Тишина. Когда он успел уехать? А если не успел – сидит в машине, слушает, как она кричит, и улыбается самодовольно. Курит, стряхивая пепел в окно. Юлька изо всех сил долбанула кулаком по подоконнику, взвыла от боли и волчком закружилась по кухне.
– Сволочь! Гад! Предатель! Ненавижу тебя! Ненавижу!! Чтоб тебе пусто было! Вла-ад…
Она рухнула на пол, обхватила руками голову и зарыдала в голос. Зазвонил телефон. Юлька схватила трубку, словно это была соломинка, а она – утопающая в бурном океане.
– Прости, что отрываю, – виновато произнес Ольгин голос. – Понимаю, что вам там сейчас не до меня. Но все же любопытно, что твой сказал по поводу денег.
– Н-не будет н-никаких д-денег, – хрипло выдавила Юлька.
– Как не будет? Почему? Что с твоим голосом?
– Т-так, не будет. М-мы поссорились. Я… я… я его вы-ыгнала-а…
Юлька снова зарыдала, горько и безутешно. Ольга на другом конце трубки потрясенно молчала.
– Зачем же ты это сделала, дурочка? – проговорила она наконец.
– Н-не зна-аю… Он… отказался дать деньги. Сказал, что у нас… у нас все равно ничего не выйдет. Чтобы мы посидели дома какое-то время или шли работать на кого-нибудь.
– Так и сказал? – ахнула подруга.
– Примерно так. Я сейчас не вспомню в подробностях. Суть была в том, что нам не стоит держать собственный салон.
– Вот говнюк, – выругалась Ольга. – А на вид такой душка. Не плачь! – сказала она решительно. – Правильно сделала, что послала его. Ты ему не нужна, он просто спит с тобой. Надоест – будет спать с другой. Лучше сейчас, не так больно.
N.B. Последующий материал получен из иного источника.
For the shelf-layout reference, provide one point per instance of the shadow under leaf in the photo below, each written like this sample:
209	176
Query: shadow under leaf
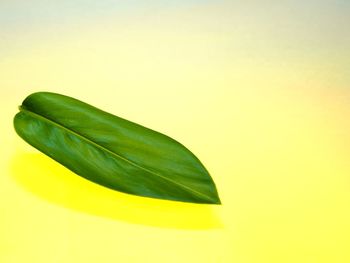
47	179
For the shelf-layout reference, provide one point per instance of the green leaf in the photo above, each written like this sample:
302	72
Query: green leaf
112	151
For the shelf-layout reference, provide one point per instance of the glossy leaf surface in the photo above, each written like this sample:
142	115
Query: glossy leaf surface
112	151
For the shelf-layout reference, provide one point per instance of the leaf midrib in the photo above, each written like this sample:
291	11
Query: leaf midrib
22	108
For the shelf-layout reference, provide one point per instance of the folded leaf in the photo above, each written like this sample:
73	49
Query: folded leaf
112	151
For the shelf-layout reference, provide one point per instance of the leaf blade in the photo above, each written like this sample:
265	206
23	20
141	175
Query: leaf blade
87	140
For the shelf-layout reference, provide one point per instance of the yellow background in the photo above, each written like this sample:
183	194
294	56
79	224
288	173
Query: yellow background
258	90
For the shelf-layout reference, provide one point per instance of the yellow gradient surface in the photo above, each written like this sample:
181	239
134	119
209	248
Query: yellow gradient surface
259	93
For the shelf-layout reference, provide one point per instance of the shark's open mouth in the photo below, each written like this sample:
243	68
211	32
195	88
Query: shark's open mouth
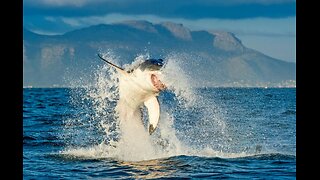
157	83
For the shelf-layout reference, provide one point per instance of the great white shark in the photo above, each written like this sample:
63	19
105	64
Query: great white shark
137	87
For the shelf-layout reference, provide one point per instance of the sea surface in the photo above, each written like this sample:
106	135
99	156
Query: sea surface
219	133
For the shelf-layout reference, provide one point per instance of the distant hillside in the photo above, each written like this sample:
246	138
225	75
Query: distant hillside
215	58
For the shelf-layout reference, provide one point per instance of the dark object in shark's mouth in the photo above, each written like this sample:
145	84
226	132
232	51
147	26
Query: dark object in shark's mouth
157	83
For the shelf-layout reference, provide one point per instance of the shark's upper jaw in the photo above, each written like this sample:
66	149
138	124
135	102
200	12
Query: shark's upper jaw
157	83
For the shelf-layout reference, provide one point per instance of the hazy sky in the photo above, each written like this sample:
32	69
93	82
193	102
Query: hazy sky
268	26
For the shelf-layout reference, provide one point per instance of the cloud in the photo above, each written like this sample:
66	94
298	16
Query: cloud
251	26
61	3
191	9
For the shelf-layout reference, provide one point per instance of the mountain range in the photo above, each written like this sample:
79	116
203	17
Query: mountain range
211	58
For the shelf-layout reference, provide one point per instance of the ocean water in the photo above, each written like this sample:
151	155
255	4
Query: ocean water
235	133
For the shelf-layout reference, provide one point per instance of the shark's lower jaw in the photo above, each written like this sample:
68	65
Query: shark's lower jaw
157	83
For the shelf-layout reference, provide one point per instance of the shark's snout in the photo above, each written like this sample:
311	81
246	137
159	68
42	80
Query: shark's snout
157	83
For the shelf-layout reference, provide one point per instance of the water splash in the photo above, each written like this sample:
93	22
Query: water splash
97	132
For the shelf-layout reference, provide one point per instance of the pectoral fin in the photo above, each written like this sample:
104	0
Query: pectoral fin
153	107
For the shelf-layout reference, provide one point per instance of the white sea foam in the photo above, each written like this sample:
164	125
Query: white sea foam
130	141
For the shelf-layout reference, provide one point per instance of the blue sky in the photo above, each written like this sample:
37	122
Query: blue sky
268	26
– Больно, – заскулила Юлька. – Еще как больно! Очень! Я умираю!
– Не волнуйся, не умрешь. Хочешь, приезжай ко мне? Или я к тебе приеду. Хочешь?
– Хочу, – всхлипнула она.
– Заметано. И не реви, а то глазки станут маленькими.
Ольга отключилась. Юлька заставила себя подняться с пола и потащилась в ванную. Умыла лицо холодной водой, привела в порядок растрепавшиеся волосы и тщательно осмотрела себя в зеркале. Кошмар! Глаза действительно заплыли, губы и нос распухли, точно на нее напал пчелиный рой. Пора прекратить рев. Ушел и ушел, черт с ним. Мог бы подождать немного, а не испариться в ту же секунду, как вышел из дому. Значит, ему не дороги их отношения, он не боится ее потерять.
Юлька вернулась в кухню, уселась обратно за стол. В тарелке еще оставалась остывшая картошка. Она с отвращением отодвинула ее подальше от себя и принялась гипнотизировать телефон. Вдруг Влад все же позвонит? Одумается и скажет, что сожалеет, что виноват, что непременно даст деньги на все Юлькины желания. Ах, как было бы прекрасно, если бы он сейчас позвонил!